First, there are a lot of types of files in RTEMS and comment structure varies accordingly. There are C-style comment blocks, C++ one-line comments, "# to end of line", "; to end of line", etc.
Second, even within a single language, there were differing CVS Id string formats.  For example, I expected most Id strings in C code to be at the end of a comment block like this:


 *
 *  $Id$
 */



But sometimes a file would have something like this:


 *  end of a comment paragraph
 *
 *  $Id$
 *
 */



In the above case, removing the $Id$ line and the preceding line would leave an undesired blank line at the end of the comment block.  I implemented this as a set of sed transformations. They were applied in an order which would match the longest sequence I had identified followed by others which matched shorter sequences. On top of that, there were limits on how many transformations could occur inside a single invocation of sed. It was easier conceptually to take the output of a single set of sed transformations and then apply another set of transformations.  The following sed command file dealt with removing the $Id$ and the preceding comment line:

# Remove CVS Ids which are more or less like this (embedded C, preceding)
# ^ *
# ^ *  $Id
/^ \* *$/{
 N
 #
 /^.*\n \* *\$Id.*/d
 /^.*\n \* *@(#) \$Id.*/d
}
Note that sometimes the code had " * @(#) $Id$" and this single sed command file would properly remove both patterns.

The solution turned out to be a set of sed command files and a shell script. The shell script invoked sed multiple times in a pipeline. Each stage in the pipeline performed a different transformation and that was fed into another invocation of sed with a different command file.

In the final step, if the first line of the file had ended up as a blank line because of the transformations, I removed it with this sed command file:


# Remove the first line when it is blank
1{
 /^$/d
}

In the end, I ended up with 28 sed transformations in an 8 stage pipeline. The scripted edits turned out to be a 2.7 megabyte diff which modified 6376 files. I was left with 117 files to edit by hand and only one file mishandled by the script.
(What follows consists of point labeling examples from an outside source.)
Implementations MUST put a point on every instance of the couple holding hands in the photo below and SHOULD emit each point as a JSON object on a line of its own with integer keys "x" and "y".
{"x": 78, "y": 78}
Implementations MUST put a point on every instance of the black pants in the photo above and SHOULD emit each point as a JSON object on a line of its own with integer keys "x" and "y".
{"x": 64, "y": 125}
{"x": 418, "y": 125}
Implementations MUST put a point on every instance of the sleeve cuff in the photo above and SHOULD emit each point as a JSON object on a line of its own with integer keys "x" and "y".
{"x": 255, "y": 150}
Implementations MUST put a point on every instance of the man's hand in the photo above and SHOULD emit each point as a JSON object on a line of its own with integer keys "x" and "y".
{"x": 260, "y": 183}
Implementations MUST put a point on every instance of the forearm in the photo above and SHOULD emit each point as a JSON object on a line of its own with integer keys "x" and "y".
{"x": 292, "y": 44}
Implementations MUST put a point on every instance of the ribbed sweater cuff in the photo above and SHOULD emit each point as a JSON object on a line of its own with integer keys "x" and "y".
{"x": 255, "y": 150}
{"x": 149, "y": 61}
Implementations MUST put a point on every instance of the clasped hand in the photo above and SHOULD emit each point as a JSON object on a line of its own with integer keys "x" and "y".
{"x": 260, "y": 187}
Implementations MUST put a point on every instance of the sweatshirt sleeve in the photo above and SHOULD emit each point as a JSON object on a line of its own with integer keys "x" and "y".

The changes can be viewed at http://git.rtems.org:
I hope it is understood that I compiled a lot during this effort. I wanted to make sure that every file I had touched was compiled. In doing this, I learned that a number of odd configurations in RTEMS had not been built recently and were, in fact, broken before I started.

If anyone is interested, I can make the shell script and set of sed scripts available but I must disclaim that they were not written to be classroom sed examples. They are understandable but probably not optimal nor perfect. They were written for a one-time massive edit and will only be reused to remove the CVS Id strings from other modules owned by RTEMS.

This could certainly have been done with other tools including awk and Python. But I knew sed and bash and using what you know is often the most effective way to do the job.